The John Lewis Partnership, the UK department store, has released its unaudited interim results from the beginning of the year to 29 July 2023, which shows a technical provisions surplus of £320m for its John Lewis Partnership Trust for Pensions scheme as of its latest triennial valuation at 31 March 2022, up from a deficit of £58m at its March 2019 valuation.

“Key terms of the three-yearly pension valuation have been agreed, resulting in a surplus. We expect to complete the valuation in the second half with £10.0m annual deficit repair payments no longer required,” the company announced.

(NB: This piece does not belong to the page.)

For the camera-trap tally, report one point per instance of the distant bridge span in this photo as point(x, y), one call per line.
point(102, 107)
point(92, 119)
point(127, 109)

As per its accounting valuation at January 2023, the pension fund had an accounting pension deficit before deferred tax of £101.9m (£100.2m after deferred tax). At the half year, this has increased to £155.1m (£140.1m after deferred tax).

John Lewis made clear that the accounting valuation has no implication for the Partnership in terms of cash contributions that might need to be made to the scheme, which has total assets close to £5bn.

The scheme includes a defined benefit (DB) section, providing pensions and death benefits to members. All contributions to the DB section of the scheme are funded by the Partnership. The DB section of the scheme closed to new members and future accrual on 1 April 2020 and all active members of the scheme moved to become deferred members.

The scheme also includes a defined contribution (DC) section. Contributions to the DC section of the scheme are made by both Partners and the Partnership.

Recently investment consultants have shared mixed views on whether UK plan sponsors could benefit from surpluses on their defined benefit (DB) schemes as a result of the Mansion House reforms.

Given the material improvement in funding positions of DB pension schemes, new regulations now appear “superfluous”, according to the latest analysis of FTSE 350 DB schemes by consultancy firm Barnett Waddingham.